Recently, a vibrant research area on low-dimensional nanomaterials has emerged due to their remarkable optical properties such as high third-order nonlinear susceptibility and ultrafast carrier dynamics [14–30]. The low-dimensional nanomaterials utilized in fiber lasers mainly include carbon nanotubes (CNTs), graphene, transition mental dichalcogenides (TMDs), topological insulators (TIs, such as bismuth telluride, bismuth selenide and antimony telluride) and black phosphorus (BP), making pulsed fiber lasers more compactness, easy implementation and low cost. Furthermore, passively Q-switching operation with remarkable performance have been intensively investigated by embedding SAs based on those nanomaterials into laser cavities [31–49]. As one member in TMDs family, tungsten disulfide (WS₂) has attracted great research interest due to their remarkable nonlinear optical properties. The monolayer of WS₂ consists of a hexagonal layer of tungsten sandwiched between two layers of sulphur. Due to quantum confinement and surface effects, the bandgap of WS₂ is demonstrated to strongly depend on the number of layers [52,53]. For instance, the bulk of WS₂ is indirect semiconductor with the bandgap value of 1.3 eV while the monolayer has a direct bandgap with the value of 2.1 eV [54]. The recent observation also testified that the monolayer WS₂ has a large third-order nonlinear optical susceptibility [55]. In addition, many research employing SA based on WS₂ has been carried out to achieve passively Q-switching operation. However, the previous reports show that the Q-switched fiber lasers based on WS₂ have a small range of repetition rates (typically several tens kHz) and a large pulse duration (a few μs) [33–36]. The main reason is that the optical performance of SAs is unstable when the pump power is increased over their ability to bear. Generally, WS₂ nanosheets are embedded into polyvinyl alcohol (PVA) to form free-standing WS₂-PVA SA composite in early research. This approach is easy to implement and low-cost.

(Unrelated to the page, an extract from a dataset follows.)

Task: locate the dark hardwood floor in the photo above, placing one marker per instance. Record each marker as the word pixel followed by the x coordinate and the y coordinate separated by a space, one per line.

But those SAs suffer from optical damage in the high pump power, resulting from the low heat resistance of PVA. Therefore, in order to make Q-switched fiber lasers have larger changing range of repetition rates, shorter pulse duration and higher single pulse energy, there is a strong motivation for better damage-resistant saturable absorber.

Here, we report a fiber-integrated WS₂-SAM with high damage resistance for passively Q-switched fiber lasers. The WS₂ is deposited on the tip of polarization-maintaining fibers (PMF, PM980) using magnetron sputtering technique, and then covered with a dense gold film. The gold film acts as an end mirror with high reflectivity and a protective medium to isolate WS₂ from surrounding air. Moreover, compared with PVA, the gold film with a high heat resistance can increase the tolerance of WS₂-SAM to optical damage, resulting in an improvement of the stability for Q-switching operation in a high pump power. The stable Q-switching operation is achieved by employing the WS₂-SAM in a linear-cavity EDFL. When the pump power is increased from 20 mW to 600 mW, the repetition rates is changed from 29.5 kHz to 367.8 kHz, the average output power is increased from 0.5 mW to 25.2 mW and the pulse duration is decreased from 1.269 μs to 154.9 ns. At highest pump power, the pulse energy and signal-noise-ratio (SNR) are 68.5 nJ and 42 dB, respectively. Our results demonstrate that WS₂-SAMs exhibit remarkable performance including of high-damage-resistance, robust in configuration, as well as suitable for mass production at a low cost and good reproducibility, thus paving a new way for ultrafast photonic device in the field of pulsed fiber lasers.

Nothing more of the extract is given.